The Pension Protection Fund (PPF) levy is a charge on eligible pension schemes that pays into a central reserve, which sits at a £14 billion surplus.

DB schemes promise pension savers a certain level of pension, based on their salary.

The PPF steps in to protect employees’ pensions if their firm collapses.

This decision is due to reforms set out in the Pension Schemes Bill, the Government said.

Pensions minister Torsten Bell said: “Rigid rules currently leave pension schemes paying millions into the Pensions Protection Fund even when extra funding is not required.

“The Pension Schemes Bill will sweep away those constraints.

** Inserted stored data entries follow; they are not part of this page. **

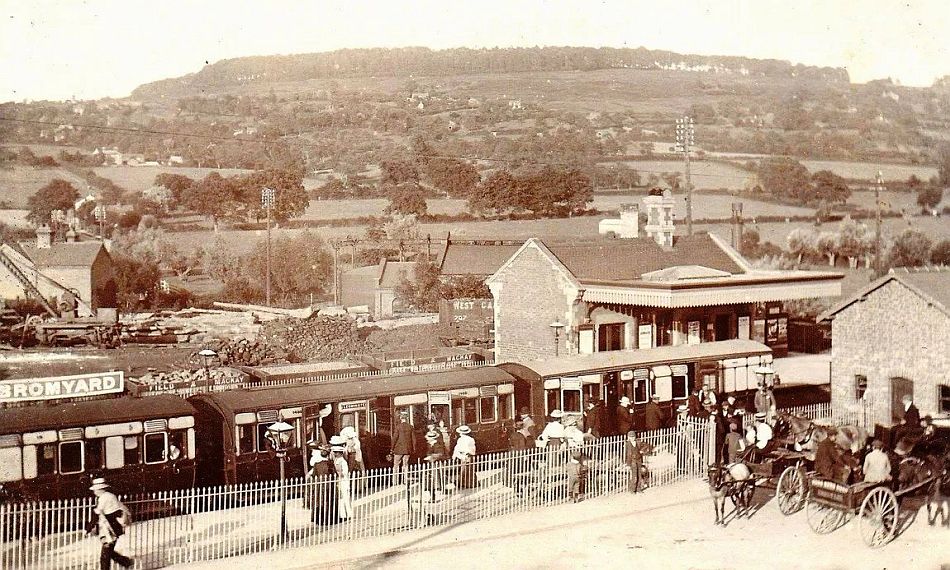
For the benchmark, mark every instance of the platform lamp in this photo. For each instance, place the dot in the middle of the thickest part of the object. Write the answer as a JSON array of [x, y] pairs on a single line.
[[556, 326], [278, 434]]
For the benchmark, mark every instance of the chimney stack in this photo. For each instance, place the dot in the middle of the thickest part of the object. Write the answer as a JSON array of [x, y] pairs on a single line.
[[44, 239]]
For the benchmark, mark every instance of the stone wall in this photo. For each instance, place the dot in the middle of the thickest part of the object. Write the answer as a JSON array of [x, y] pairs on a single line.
[[893, 333], [530, 293]]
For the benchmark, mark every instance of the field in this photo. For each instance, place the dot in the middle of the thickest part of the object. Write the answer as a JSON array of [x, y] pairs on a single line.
[[868, 170]]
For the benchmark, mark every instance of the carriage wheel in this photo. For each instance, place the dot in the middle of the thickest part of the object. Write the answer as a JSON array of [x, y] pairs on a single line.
[[879, 512], [790, 490], [821, 518]]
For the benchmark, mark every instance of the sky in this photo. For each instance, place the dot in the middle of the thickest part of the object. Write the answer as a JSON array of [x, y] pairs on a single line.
[[63, 49]]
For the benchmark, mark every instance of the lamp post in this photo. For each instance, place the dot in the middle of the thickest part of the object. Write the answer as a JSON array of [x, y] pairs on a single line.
[[267, 201], [207, 357], [556, 326], [278, 434]]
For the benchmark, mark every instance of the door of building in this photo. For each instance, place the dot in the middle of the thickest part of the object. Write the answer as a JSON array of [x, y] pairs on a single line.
[[900, 387]]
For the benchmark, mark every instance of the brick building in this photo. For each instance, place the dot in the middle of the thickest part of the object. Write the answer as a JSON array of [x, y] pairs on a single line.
[[890, 339], [628, 294]]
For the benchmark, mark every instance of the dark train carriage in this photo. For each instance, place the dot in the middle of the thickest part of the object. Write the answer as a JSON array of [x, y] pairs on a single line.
[[233, 424], [137, 444], [568, 383]]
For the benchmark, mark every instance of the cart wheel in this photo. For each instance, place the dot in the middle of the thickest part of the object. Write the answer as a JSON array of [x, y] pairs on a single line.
[[790, 490], [879, 512], [822, 519]]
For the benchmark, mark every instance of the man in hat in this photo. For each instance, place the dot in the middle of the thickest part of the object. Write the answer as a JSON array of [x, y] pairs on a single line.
[[633, 457], [624, 416], [653, 415], [877, 466], [403, 448], [112, 518]]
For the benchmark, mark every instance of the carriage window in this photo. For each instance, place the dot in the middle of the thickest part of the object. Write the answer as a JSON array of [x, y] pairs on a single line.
[[943, 398], [246, 438], [177, 445], [641, 393], [487, 409], [156, 446], [572, 401], [46, 459], [506, 408], [70, 457], [680, 387], [860, 386], [95, 457], [130, 445]]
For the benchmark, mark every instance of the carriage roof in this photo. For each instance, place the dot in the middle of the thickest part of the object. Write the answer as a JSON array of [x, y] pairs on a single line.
[[611, 360], [92, 412], [235, 401]]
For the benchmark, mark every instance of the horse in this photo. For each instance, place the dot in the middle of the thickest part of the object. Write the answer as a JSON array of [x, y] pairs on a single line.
[[733, 481]]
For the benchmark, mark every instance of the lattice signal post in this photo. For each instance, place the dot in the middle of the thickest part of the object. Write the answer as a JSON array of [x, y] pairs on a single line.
[[685, 139], [267, 202]]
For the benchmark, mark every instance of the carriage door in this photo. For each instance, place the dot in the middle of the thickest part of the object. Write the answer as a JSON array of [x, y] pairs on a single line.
[[900, 387]]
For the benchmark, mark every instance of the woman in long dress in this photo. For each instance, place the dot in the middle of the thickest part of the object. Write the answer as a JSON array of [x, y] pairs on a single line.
[[343, 496], [464, 453]]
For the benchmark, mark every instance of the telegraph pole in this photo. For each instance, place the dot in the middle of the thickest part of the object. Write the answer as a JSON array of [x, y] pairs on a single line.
[[877, 233], [267, 201], [685, 132]]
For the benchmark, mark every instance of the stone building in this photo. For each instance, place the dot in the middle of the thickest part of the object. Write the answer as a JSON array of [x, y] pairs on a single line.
[[59, 270], [627, 294], [890, 339]]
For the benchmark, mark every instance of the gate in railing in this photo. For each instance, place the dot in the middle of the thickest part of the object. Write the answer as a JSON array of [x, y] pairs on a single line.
[[211, 523]]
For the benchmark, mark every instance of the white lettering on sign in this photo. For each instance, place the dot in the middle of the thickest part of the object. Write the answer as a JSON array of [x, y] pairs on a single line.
[[28, 389]]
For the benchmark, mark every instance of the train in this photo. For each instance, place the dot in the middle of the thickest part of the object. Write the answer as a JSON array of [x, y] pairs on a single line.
[[166, 442]]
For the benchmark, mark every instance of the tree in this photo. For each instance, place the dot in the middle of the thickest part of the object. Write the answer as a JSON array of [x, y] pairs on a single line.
[[929, 197], [910, 249], [940, 254], [786, 178], [58, 194], [801, 242], [407, 199], [830, 187]]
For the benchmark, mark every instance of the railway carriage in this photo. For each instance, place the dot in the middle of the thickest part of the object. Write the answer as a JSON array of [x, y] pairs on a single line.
[[139, 444]]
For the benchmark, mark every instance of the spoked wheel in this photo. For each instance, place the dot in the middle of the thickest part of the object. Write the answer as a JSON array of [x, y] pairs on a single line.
[[821, 518], [790, 490], [879, 512]]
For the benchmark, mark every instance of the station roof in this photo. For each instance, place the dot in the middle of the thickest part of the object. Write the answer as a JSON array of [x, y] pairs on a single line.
[[616, 359], [92, 412]]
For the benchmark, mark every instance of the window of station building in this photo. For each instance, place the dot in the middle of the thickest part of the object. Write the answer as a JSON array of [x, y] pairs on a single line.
[[943, 398], [71, 457], [488, 409], [131, 449], [46, 459], [156, 448], [245, 438], [860, 386], [95, 453]]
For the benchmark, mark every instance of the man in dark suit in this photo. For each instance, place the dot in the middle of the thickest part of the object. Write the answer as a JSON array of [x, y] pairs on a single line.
[[403, 447]]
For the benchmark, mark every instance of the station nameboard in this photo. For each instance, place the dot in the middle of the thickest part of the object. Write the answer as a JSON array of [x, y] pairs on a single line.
[[61, 387]]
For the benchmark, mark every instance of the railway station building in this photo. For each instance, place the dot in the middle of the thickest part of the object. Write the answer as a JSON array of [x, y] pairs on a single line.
[[892, 339]]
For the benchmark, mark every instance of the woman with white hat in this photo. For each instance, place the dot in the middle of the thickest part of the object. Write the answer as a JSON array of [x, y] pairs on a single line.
[[553, 435], [464, 453], [112, 518], [344, 500]]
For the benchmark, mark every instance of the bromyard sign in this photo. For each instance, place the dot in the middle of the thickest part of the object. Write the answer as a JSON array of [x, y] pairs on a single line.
[[61, 387]]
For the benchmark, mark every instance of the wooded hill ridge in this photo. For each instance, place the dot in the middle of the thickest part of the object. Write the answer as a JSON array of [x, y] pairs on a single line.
[[420, 61]]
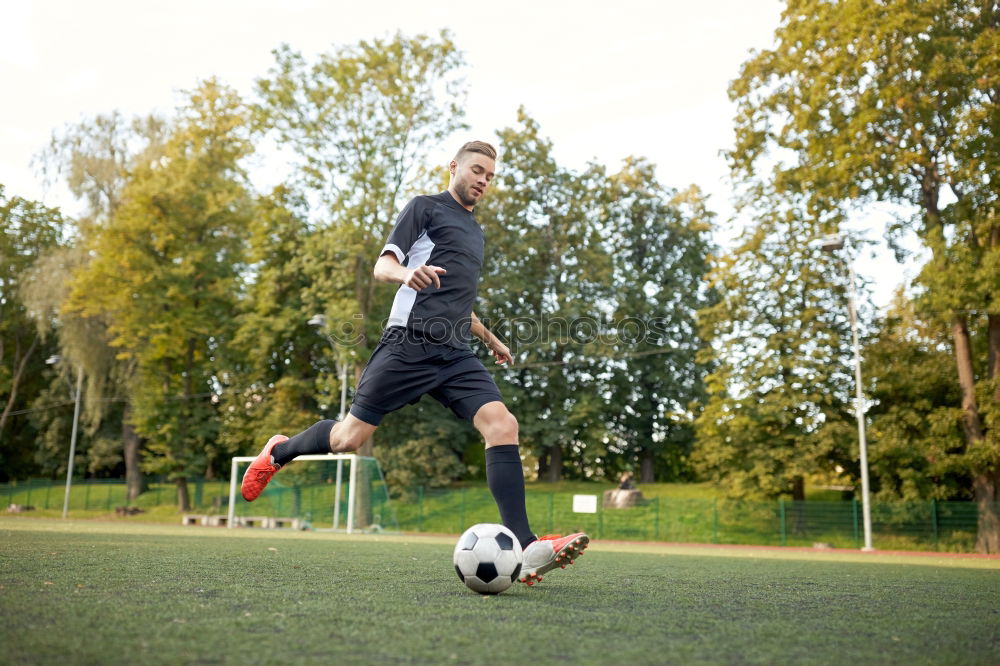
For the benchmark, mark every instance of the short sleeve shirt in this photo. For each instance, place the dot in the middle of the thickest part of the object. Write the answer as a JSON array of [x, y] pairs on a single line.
[[436, 230]]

“This will support better funded pension schemes and greater investment by firms.”

The Pension Schemes Bill rewrites rules around the levy making it easier for the PPF to adjust it year-on-year and without risking losing the power to charge if it drops to zero.

This gives more flexibility to free up money in times of high surpluses.

In view of its strong financial position, the PPF announced it would more than halve the 2024/25 levy to £45 million for the financial year 2025/26 but it has now said the levy will be reduced to zero, without risking its ability to pay its members’ benefits.

Kate Jones, PPF chairwoman said: “I’m pleased that we’re able to save DB schemes £45 million this year.

“The legislative changes we’ve needed to further reduce the levy have made good progress, giving us the confidence to act decisively for this year’s levy.”